その頃リーフェが講師業と研究の傍ら、各領地で農業指導や出張授業を開始するようになった。すると彼女の画期的な指導方法が注目されるようになり、徐々に領地の農業経営に興味を持つ学生が入部するようになった。研究に関心を持った各地の領主からも支援を受けられるようになり、実験農場も徐々に拡大していった。
このようにリーフェの専門は主に農地経営や農地の改良、植物の育成方法の研究なのだが、王宮から特別に支援を受けてマコチュヴィカの下で行っている研究については公にされていない。
もともと小さな薬草園から端を発した実験農場には、実に様々な薬草が諸国から集められている。リーフェはマコヴィチュカの指導のもと、医療用の薬の研究を行っていた。
マコヴィチュカは学会や会議で諸国を巡っているが、その際必ず現地で薬草や鉱石それらに関する書物を集め、更に医療や治療に関する情報を調べて持ち帰る。それらの情報の整理を一手に引き受け、薬草の育成方法と効能を整理しているのがリーフェだった。
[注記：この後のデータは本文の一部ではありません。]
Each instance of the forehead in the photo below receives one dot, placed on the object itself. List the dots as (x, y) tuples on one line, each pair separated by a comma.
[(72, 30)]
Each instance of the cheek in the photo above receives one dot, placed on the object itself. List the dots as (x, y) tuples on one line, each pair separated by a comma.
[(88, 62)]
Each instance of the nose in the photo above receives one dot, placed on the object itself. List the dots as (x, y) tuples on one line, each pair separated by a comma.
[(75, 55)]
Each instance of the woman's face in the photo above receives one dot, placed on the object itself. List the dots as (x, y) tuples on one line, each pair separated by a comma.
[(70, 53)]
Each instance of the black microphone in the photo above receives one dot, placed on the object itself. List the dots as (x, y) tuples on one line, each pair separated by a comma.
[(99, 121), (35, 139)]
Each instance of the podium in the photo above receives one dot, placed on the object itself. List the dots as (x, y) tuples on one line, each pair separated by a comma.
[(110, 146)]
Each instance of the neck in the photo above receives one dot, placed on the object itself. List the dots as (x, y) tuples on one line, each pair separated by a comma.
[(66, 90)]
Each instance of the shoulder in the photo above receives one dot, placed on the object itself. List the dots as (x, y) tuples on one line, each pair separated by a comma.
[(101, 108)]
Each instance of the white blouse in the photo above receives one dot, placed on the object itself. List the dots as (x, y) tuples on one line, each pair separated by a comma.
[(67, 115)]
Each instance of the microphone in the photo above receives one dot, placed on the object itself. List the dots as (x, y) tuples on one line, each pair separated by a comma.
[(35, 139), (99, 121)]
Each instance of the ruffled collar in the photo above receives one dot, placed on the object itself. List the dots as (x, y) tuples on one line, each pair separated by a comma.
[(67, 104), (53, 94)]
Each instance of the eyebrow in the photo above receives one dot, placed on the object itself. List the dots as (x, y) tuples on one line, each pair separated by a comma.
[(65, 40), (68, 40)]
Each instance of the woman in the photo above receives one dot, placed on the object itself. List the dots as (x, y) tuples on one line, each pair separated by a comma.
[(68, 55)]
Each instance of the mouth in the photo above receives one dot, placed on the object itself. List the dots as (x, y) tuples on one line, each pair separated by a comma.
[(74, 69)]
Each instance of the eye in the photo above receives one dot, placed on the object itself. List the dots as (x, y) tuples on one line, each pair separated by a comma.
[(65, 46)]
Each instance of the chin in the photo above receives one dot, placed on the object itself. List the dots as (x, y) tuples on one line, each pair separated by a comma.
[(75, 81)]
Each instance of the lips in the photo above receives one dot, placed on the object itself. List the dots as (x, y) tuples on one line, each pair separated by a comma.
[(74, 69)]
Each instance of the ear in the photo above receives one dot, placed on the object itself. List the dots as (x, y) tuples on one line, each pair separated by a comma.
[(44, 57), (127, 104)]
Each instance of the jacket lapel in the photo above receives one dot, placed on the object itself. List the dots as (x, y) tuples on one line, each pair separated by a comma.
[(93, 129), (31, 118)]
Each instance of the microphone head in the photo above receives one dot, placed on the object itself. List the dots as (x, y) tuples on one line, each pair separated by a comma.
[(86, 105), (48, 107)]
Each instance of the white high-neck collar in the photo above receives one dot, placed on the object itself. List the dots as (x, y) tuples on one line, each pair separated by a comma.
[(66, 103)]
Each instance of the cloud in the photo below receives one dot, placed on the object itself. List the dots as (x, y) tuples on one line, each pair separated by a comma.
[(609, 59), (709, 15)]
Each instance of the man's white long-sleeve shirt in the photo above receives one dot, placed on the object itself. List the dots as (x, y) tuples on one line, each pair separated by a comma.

リーフェは王宮の命を受けて極秘裏に、世界中の薬草や薬物の効能を網羅し、統計的に纏めた薬学書の編纂に携わっているのだ。
このため―――リーフェの頭の中には、一般的な農作物の知識以外に様々な薬物や薬草の知識が詰め込まれている。
薬は過ぎれば、毒となる。
リーフェを手に入れるという事は、世界でもまだ類を見ない薬と毒に関する膨大なデータベースを手に入れるという事と同義なのだ。
例え現在友好関係にある同盟国でも、王室秘匿事項にあたる情報をぎっしりと詰め込んだ―――生きた『薬物・毒物辞典』であるリーフェを、国外へ引き渡す訳にはいかなかった。
そして勿論……その理由を公にする事も出来ない。
カルステンが何等かの手段でその事情を察知しリーフェを囲い込もうとしているのか、それともそういった情報に関わりなく、別の理由で縁談を持ちかけようとしているのか……王宮の諜報部の調べでは、未だその真の理由についてまでは掴めていない。
しかしどちらにせよ―――フェリクス国王もマコヴィチュカ学院長も、勿論現宰相であり彼女の父であるアールデルス侯爵もリーフェを手放す気は毛頭、無かった。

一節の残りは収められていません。